A commercial real-estate agent laments that most of his business clients learn about the dynamics of the commercial property market only by trial and error because almost none of them had any formal training in it in business school.

"Real estate ... is the biggest thing you never learn in business school," said Ted Reilly, a Cushman &Wakefield Canada agent.

But in the past four or five years, that has been changing at Queen's School of Business, which is now moving to join academic leaders in real estate, such as University of Western Ontario and University of British Columbia's Sauder School of Business.

"We're seeing a steady increase in the number of students who tell us they want to take real-estate courses," said John Andrew, who developed the current real estate course for Queen's.

Almost a quarter of the 88 students of last year's first-year MBA students identified real estate as an area of study to pursue. "It's the first time we've seen that level of interest in real estate. It's really an under-served market in Canada.

"Alumni are giving us a similar message," Prof. Andrew added. "Some of them have gone on to work at the big property firms and they've been coming to people like me asking why we don't have a program in real estate."

Canada is behind U.S. universities in developing real-estate programs. "In the United States, there are many programs at the BCom and undergrad level, as well as in MBA programs," he said.

According to one website listing, 34 states have least one college offering real-estate certifications and programs.

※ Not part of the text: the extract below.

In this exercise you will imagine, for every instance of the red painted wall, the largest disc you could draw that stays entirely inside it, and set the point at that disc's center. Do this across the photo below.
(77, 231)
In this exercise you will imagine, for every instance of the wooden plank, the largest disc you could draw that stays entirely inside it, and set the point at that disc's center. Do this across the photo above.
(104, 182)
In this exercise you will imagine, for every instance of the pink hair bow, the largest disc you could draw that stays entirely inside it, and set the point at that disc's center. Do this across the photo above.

"I don't know why it's been slower to develop in Canada," he said. "The issue for any business school, of course, is that it's difficult to recruit faculty."

As a result, colleges and universities have tended to rely on retired industry professionals to share their practical experience in the real-estate market, even though they are not professional teachers.

Nor are all real-estate study programs housed in business schools. Sometimes they are found in law schools, in geography or urban planning. And each school has a different focus.

Western, which has one of the oldest and broadest real-estate streams in Canada, offers real-estate courses in urban development, law and business. At UBC, Sauder business school's specialization is in commercial real-estate appraisal. Other universities specialize in real-estate law.

"It's a multi-disciplinary field," said Prof. Andrew, who thinks the economic turmoil of the past decade has contributed to the new interest in real-estate studies.

"Maybe it's because it's just about the only asset class [in Canada] that's been relatively stable in the last few years," he said. "And it will probably remain a very stable industry for now."

The fundamentals of the Canadian industry have been healthy, he said. "It hasn't had the ups and downs that it's had in some countries."

Real estate involves many complex interconnected issues, from financial products such as REITs through the municipal approval process.

There are also different perspectives from which real estate can be studied, from property development and management through the portfolio investment strategies used by institutional money managers for pension plans and insurance companies, the area from which Prof. Andrew expects the greatest future demand.

"There's no question that there's an enormous need and demand for this kind of education," Prof. Andrew said. "Look at Harvard, MIT, Cornell and Stanford."

Queen's will be gathering input from its community to determine how it will build its real-estate stream in the coming year. In the meantime, Prof. Andrew is aiming to add one to two courses a term for the next little while so that Queen's will have the ability to build an innovative offering that responds to the needs students, alumni and faculty identify.

"If we were in the States, the vast majority of those people in real-estate companies, or even corporations like General Electric that have big real-estate departments, would have a degree specializing in real estate," he said. "I've spoken to some of those people and they'll almost laugh that the CFO of a real-estate company in Canada doesn't have a real-estate degree and is largely self-taught. They can't believe it."